Bürgermeister hat „keinen Plan B“ für den Fall der Niederlage
Einig sind sich der Bürgermeister und Markus ebenfalls über die Zukunft der Oberschule, die gerade einen Anbau erhalten hat. Sie soll zur Integrierten Gesamtschule (IGS) werden, möglichst mit Oberstufe. Dann könnten Schüler künftig in Hollenstedt auch Abitur machen.

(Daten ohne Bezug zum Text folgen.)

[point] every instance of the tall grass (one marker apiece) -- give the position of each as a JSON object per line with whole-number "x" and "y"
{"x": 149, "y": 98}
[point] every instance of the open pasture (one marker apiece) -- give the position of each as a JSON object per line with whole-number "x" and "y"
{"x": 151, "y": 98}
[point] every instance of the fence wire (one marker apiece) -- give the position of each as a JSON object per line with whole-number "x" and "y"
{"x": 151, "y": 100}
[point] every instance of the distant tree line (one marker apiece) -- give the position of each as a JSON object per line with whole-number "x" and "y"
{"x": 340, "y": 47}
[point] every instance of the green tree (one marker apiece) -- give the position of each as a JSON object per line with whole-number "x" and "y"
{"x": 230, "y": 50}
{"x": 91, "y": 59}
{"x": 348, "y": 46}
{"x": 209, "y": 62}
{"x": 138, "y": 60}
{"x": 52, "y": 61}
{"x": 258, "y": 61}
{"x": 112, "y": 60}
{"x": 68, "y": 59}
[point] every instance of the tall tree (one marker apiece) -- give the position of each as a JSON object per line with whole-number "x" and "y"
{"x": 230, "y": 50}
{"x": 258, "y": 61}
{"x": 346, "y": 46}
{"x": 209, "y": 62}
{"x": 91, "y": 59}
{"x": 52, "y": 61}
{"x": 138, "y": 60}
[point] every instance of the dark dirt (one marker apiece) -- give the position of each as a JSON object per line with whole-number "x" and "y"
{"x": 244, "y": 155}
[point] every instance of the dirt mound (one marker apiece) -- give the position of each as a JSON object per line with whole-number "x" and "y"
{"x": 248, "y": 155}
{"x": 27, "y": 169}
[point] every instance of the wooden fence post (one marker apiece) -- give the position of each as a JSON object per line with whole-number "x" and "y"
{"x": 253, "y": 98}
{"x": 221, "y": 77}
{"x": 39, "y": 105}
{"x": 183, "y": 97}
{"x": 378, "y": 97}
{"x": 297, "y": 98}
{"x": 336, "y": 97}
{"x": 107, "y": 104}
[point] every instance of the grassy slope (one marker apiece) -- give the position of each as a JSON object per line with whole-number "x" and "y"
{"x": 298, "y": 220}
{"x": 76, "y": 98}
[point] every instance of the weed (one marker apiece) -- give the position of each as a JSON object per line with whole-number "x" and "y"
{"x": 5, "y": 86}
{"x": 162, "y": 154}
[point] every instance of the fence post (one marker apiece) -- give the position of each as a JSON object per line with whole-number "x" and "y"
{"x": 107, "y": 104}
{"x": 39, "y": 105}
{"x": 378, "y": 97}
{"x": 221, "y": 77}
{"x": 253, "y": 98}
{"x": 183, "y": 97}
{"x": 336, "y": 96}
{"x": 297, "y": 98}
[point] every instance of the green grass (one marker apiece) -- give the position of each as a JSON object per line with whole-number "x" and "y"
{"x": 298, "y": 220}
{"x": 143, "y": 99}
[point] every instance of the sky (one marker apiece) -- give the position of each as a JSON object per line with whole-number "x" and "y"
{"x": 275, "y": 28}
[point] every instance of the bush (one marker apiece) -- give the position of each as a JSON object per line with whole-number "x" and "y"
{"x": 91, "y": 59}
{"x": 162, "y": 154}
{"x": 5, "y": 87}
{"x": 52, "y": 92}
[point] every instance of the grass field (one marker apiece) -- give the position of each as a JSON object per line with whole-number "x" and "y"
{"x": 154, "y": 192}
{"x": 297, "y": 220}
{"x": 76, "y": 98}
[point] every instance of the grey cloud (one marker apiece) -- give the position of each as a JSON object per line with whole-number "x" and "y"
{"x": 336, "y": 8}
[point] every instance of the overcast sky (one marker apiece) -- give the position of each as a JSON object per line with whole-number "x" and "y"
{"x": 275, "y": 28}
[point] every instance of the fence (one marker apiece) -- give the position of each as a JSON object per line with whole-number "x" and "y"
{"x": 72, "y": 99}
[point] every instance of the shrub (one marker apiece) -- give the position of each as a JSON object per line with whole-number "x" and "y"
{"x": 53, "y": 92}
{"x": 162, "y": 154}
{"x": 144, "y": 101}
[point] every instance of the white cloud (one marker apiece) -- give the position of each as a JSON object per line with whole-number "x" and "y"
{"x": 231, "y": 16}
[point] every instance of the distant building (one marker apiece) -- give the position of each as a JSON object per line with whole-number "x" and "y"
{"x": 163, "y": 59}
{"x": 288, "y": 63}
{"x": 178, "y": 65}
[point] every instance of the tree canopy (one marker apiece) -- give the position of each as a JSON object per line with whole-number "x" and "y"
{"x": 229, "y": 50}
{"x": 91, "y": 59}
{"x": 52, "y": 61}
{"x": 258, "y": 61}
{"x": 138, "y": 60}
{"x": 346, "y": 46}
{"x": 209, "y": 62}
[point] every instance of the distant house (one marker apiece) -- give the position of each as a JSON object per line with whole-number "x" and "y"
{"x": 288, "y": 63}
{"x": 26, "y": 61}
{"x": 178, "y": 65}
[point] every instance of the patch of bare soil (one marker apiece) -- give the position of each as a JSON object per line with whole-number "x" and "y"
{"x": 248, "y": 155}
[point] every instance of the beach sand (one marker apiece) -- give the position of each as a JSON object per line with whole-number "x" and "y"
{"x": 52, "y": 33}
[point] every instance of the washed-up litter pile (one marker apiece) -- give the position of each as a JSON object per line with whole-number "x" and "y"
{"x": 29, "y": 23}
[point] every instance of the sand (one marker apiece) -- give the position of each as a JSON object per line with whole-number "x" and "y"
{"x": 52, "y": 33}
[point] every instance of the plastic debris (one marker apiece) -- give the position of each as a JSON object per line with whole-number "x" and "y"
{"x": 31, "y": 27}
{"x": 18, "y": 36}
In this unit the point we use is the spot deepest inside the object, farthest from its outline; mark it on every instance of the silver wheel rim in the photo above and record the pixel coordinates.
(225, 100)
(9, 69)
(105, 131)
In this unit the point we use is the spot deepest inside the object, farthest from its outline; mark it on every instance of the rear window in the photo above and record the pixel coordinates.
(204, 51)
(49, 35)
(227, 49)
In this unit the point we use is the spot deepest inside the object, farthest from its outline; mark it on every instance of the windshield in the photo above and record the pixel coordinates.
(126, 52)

Für die Zukunft will Markus einen Plan bis 2030 aufstellen. „Dafür würde ich gern mit Politik und Bürgern zusammenarbeiten und Themen wie Finanzen, Bildung, Mobilität, Demografie, Arbeit und Wirtschaft in Einklang bringen.“ Albers blickt auf den Haushalt der Samtgemeinde und fordert, dass Land und Landkreis künftig die Finanzierung der Kinderbetreuung übernehmen.
Die Chancen? Der Bürgermeister hat „keinen Plan B“ für den Fall, dass er unterliegt. Markus würde ihre Aufgaben im Rathaus weiter erfüllen. Sowohl die Fachbereichsleiterin als auch Albers haben schon Applaus erhalten. Sie in Ratssitzungen, Albers von der Wählergemeinschaft, als er die zweite Kandidatur ankündigte. Es dürfte spannend werden.